Au contraire, cette “poupée Barbie”, comme on l’appelle dans la famille, mariée en secondes noces à Jean-Pierre, plaît à son entourage en la persuadant. Henriette a quitté son métier d’institutrice en épousant André, dont elle a vu qu’il deviendrait un riche héritier, et vit sans ostentation en banlieue, à Antony (91). Tandis que Michèle, qui roule dans la Porsche de son mari Jean-Pierre, s’installe dans un loft décoré comme une confiserie à la Bastille. La brune Henriette et la blonde Michèle, rivales de cupidité, se détestent historiquement. Ce sont eux qui vont d’abord déplacer les pions de la lutte pour le pouvoir vers les fondations, puis tirer les ficelles de la tourmente judiciaire qui débute par des accusations mutuelles de vol d’art.

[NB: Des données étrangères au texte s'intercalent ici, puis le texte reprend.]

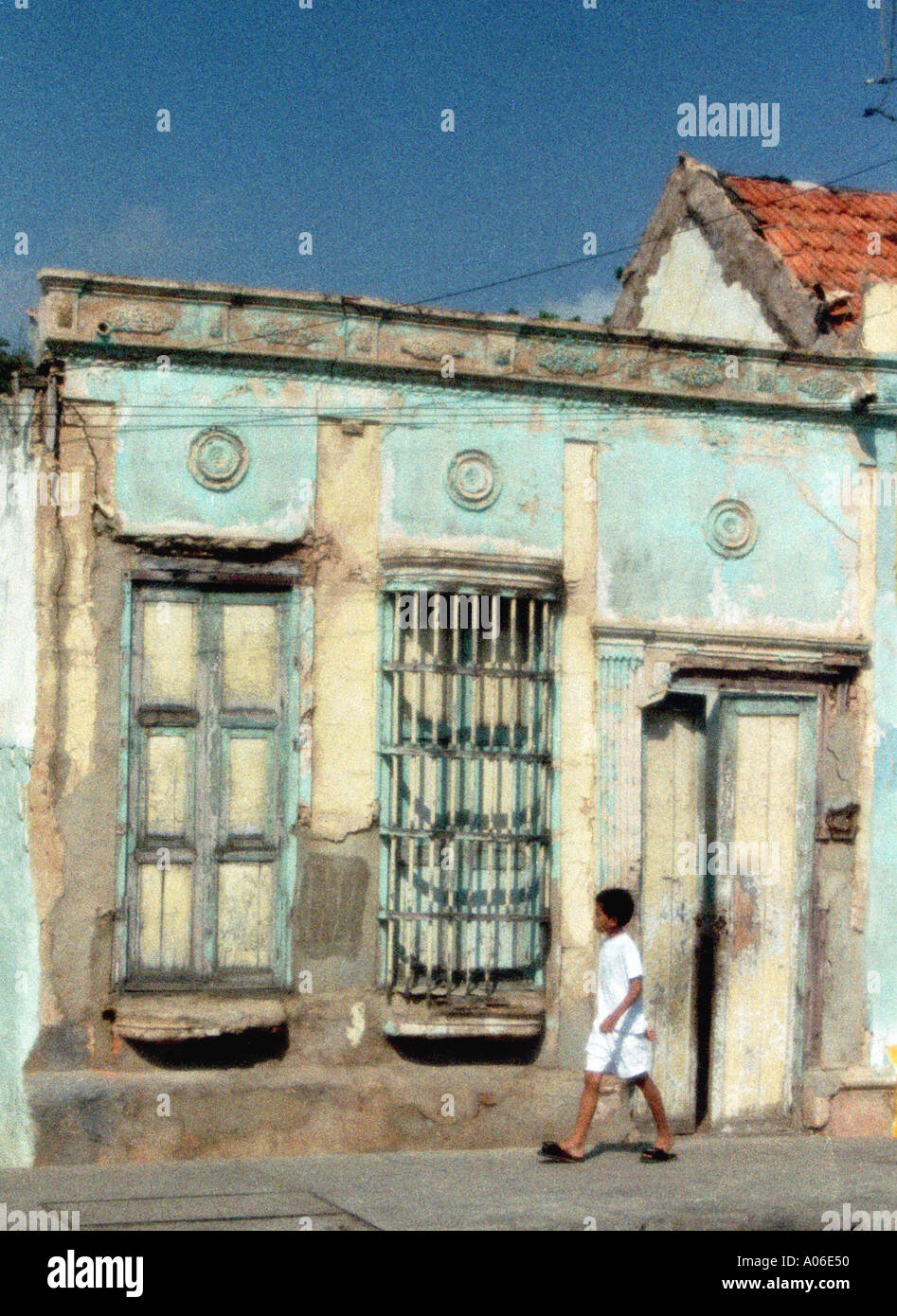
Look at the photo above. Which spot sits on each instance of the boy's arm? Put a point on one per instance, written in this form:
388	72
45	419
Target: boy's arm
630	999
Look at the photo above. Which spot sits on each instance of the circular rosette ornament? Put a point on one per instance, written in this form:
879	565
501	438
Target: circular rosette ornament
218	459
473	479
731	528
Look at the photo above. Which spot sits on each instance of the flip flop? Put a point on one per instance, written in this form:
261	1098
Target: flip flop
556	1153
656	1154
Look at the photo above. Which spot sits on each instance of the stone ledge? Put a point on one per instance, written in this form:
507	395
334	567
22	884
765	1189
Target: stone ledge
91	1116
178	1018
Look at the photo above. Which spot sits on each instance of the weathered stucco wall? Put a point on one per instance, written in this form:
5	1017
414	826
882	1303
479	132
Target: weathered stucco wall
610	455
688	295
655	565
19	966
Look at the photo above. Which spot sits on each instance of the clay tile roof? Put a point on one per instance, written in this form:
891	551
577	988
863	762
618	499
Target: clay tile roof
822	233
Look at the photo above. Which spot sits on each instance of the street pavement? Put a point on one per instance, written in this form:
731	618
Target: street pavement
718	1182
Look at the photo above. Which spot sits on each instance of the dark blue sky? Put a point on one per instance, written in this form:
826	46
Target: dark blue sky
328	120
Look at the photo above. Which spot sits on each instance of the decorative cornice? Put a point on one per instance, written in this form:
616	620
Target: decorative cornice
104	317
461	570
707	648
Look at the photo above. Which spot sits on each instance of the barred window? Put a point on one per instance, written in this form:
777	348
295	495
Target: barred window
465	810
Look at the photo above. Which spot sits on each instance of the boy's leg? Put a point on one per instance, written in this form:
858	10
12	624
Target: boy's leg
574	1145
653	1096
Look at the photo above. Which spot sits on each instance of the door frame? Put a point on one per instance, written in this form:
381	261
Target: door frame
806	707
803	692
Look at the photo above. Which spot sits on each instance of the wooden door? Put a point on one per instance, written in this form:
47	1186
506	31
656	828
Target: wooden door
672	895
758	886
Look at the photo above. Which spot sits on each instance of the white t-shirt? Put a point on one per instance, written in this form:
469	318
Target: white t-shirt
618	962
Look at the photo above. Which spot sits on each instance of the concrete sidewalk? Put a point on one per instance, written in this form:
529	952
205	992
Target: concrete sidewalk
718	1182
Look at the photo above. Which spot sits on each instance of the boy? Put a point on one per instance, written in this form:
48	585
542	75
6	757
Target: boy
619	1041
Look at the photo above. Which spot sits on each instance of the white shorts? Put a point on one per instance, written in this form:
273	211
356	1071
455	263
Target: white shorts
624	1055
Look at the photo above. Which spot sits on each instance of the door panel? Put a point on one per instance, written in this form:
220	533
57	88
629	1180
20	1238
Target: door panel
725	899
759	877
672	894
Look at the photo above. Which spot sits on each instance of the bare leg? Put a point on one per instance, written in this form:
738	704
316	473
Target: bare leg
574	1145
653	1096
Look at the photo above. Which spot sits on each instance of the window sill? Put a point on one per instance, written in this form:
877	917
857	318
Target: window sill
518	1015
181	1016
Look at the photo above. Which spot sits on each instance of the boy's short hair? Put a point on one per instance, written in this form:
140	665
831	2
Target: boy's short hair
617	903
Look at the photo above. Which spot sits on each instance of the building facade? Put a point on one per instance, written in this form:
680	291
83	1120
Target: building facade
374	643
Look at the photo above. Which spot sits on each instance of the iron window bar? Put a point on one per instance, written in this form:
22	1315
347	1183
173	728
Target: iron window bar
468	775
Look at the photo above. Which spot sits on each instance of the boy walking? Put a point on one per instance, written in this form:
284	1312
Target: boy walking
619	1041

Lorsque Victor Vasarely écrit son “projet” en 1972, ni André, 42 ans, ni Jean-Pierre, 38 ans, parfaitement au fait des orientations de la future fondation, ne cherchent y participer. Dans l’indifférence de ses fils et belles-filles, dix ans après l’ouverture du musée de Gordes, Victor seul, avec Claire, reprend la direction du muséeavec Entreprise. Jusqu’à ce que les premiers symptômes de la maladie d’Alzheimer apparaissent chez Claire. Jusqu’à ce que la tumeur nichée sur la colonne vertébrale change La santé de Victor.
Jusqu’à l’année 1981. Où Victor, épuisé, abandonne et confie les rênes Gordes et Aix à l’Université d’Aix-Marseille-3, à savoir son doyen Charles Debbasch. Le nouveau président de la Fondation loups dans la bergerie.